Overigens heeft Borgen een voorspellende waarde gehad, want na de 1e serie, die uitgezonden werd in 2010, kreeg Denemarken inderdaad voor het eerst in zijn geschiedenis een vrouwelijke premier, de socialiste Helle Thorning-Schmidt.
Hoewel Nederland qua vrouwelijke premier nog niet zo ver is, vertoont de politieke situatie bij ons grote overeenkomsten met die van Denemarken, waarbij moet worden opgemerkt dat de Denen steeds een paar jaar op ons vooruitlopen. Claes de Vreese, hoogleraar politieke communicatie aan de UvA en Deen van geboorte, noemt Denemarken in NRC Handelsblad* zelfs een spiegel voor Nederland. Van 2001 tot 2011 was er in Denemarken een liberaal-conservatieve regering, die gedoogd werd door de populistische Dansk Folkeparti, de Deense Volkspartij. Daarna kwam er een centrum-linkse regering aan de macht, net als nu in Nederland. De Deense gedoogsconstructie had meer succes en hield langer stand dan die bij ons, omdat er in de periode 2001-2011 voornamelijk sprake was van economische voorspoed.
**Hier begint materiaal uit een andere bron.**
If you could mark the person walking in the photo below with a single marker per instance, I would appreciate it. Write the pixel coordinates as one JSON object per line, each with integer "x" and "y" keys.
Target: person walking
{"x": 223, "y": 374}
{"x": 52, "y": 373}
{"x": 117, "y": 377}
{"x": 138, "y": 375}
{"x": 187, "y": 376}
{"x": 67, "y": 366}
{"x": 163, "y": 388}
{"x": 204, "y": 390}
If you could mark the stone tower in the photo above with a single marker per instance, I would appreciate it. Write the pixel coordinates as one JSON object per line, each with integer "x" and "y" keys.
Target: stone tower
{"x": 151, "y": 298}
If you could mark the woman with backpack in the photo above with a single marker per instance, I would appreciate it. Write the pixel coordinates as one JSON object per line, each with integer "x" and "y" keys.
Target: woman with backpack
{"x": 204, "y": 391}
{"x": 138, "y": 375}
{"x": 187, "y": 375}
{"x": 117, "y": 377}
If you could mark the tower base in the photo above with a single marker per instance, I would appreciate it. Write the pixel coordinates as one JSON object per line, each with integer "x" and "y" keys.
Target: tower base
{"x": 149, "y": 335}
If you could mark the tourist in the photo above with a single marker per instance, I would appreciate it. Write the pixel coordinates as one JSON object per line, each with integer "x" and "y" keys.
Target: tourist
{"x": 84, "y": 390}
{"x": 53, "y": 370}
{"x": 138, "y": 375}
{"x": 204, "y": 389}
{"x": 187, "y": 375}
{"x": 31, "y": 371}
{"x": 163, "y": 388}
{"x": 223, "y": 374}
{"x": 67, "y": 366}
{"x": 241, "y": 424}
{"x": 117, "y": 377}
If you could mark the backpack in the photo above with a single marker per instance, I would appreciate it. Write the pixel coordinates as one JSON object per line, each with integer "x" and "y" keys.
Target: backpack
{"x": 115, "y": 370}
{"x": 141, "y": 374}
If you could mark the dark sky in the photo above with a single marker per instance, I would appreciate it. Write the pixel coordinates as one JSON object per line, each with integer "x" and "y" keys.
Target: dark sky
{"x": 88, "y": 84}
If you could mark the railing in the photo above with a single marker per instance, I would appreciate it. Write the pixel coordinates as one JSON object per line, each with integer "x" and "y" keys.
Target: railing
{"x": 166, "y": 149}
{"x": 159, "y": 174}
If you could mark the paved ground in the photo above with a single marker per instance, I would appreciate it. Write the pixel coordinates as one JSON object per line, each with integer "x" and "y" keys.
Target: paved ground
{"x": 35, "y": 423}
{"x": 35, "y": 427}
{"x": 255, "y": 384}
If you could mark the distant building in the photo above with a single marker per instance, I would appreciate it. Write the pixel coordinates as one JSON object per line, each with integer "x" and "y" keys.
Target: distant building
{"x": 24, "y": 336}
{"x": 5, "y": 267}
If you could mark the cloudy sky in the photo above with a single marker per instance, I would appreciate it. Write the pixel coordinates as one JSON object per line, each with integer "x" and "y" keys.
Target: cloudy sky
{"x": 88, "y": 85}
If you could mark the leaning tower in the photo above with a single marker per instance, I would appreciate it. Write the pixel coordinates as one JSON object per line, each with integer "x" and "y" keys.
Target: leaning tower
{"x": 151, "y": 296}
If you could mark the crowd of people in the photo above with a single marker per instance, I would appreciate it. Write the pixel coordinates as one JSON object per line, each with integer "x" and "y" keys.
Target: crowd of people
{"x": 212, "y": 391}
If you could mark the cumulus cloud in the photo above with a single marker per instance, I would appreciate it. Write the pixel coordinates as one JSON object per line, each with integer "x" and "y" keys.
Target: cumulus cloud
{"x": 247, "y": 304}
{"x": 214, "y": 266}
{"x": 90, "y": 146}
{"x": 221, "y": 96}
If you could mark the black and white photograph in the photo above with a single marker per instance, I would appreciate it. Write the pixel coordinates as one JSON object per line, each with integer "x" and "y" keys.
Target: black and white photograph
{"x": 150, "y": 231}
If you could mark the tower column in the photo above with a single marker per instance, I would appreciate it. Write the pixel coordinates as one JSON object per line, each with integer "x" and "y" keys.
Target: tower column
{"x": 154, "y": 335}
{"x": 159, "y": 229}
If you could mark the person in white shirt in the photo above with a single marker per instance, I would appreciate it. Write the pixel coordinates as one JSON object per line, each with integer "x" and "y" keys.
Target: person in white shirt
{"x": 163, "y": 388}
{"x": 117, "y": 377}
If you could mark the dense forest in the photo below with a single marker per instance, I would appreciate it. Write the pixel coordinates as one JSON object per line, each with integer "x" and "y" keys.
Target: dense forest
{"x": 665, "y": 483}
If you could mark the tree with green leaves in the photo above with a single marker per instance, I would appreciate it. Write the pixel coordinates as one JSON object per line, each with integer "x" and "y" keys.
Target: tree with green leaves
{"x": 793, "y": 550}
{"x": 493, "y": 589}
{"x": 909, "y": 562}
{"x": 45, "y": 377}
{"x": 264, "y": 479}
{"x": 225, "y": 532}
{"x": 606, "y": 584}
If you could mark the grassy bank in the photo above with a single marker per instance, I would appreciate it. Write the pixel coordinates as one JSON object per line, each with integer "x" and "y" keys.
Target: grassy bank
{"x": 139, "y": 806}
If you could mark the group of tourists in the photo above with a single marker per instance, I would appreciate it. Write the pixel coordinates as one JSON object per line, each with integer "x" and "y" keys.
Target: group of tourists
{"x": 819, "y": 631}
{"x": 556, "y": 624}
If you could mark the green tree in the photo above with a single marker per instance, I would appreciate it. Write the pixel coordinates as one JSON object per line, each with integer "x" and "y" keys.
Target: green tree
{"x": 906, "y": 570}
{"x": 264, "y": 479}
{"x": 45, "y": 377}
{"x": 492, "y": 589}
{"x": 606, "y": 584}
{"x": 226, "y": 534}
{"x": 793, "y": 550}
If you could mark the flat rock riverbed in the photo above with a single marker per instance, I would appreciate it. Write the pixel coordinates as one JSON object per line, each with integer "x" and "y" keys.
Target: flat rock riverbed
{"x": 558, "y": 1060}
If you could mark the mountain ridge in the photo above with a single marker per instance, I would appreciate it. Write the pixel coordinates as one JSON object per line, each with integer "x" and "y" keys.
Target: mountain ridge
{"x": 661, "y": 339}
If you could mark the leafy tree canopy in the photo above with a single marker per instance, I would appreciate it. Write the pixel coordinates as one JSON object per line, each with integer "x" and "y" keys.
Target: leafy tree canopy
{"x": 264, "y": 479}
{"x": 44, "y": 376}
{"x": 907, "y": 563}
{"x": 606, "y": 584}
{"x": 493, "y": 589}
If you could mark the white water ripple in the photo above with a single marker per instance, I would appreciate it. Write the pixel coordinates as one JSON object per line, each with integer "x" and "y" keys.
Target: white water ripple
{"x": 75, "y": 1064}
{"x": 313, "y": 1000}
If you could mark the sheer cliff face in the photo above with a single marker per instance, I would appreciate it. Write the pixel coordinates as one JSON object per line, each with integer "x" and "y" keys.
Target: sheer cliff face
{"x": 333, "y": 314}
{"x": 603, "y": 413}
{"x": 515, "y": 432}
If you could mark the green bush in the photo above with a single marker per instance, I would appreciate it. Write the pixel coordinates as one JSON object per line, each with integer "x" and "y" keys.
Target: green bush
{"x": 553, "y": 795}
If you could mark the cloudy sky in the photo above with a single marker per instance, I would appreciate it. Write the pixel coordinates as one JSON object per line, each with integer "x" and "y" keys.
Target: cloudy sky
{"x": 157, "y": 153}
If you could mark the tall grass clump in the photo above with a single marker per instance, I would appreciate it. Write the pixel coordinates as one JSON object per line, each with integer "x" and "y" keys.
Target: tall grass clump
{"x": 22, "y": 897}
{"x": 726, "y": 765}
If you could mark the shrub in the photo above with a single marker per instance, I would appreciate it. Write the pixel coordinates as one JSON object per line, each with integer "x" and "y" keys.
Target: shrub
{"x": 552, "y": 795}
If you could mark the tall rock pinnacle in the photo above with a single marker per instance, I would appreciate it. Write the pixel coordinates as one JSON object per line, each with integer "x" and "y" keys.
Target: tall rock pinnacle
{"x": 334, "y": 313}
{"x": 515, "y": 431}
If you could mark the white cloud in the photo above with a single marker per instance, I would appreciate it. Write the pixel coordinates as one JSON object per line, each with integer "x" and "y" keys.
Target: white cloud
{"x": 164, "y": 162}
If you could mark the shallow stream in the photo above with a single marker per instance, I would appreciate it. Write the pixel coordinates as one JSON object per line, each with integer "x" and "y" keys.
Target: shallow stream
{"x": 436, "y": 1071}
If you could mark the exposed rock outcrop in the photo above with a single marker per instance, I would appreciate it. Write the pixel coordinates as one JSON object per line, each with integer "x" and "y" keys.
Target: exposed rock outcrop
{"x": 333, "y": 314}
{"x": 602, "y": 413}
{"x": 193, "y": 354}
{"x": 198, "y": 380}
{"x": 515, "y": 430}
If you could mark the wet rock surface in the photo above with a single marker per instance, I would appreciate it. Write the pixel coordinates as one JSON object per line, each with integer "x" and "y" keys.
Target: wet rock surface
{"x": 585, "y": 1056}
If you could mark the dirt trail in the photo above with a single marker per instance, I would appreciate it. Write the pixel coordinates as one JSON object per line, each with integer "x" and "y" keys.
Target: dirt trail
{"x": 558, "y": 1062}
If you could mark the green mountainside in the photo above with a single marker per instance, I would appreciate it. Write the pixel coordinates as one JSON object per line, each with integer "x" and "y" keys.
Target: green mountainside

In Borgen wordt ook ingegaan op de prive-situatie van de vrouwelijke premier, haar worsteling tussen werk en thuisfront, waar man en kinderen haar - ondanks protesten - steeds minder te zien krijgen. De Vreese
vindt dit aspect minder interessant ('"In Denemarken kijken ze niet op van een werkende vrouw") en ik ben geneigd het met hem eens te zijn. Het politieke aspect, het feit dat het premierschap een enorm zware baan is, daar gaat het om in Borgen. 

Wie Borgen nog niet gezien heeft moet zeker gaan kijken op donderdagavond, 23.00 uur, Nederland 2.
Wie meer wil weten over de Deense binnenlandse politiek kan o.a. terecht bij het Political Data Yearbook, uitgave van European Journal of Political Research (zie www.uba.uva.nl > Catalogus Plus > E-journals ), waarin politicoloog Lars Bille van de University of Copenhagen vanaf 1992 het hoofdstuk over Denemarken heeft geschreven.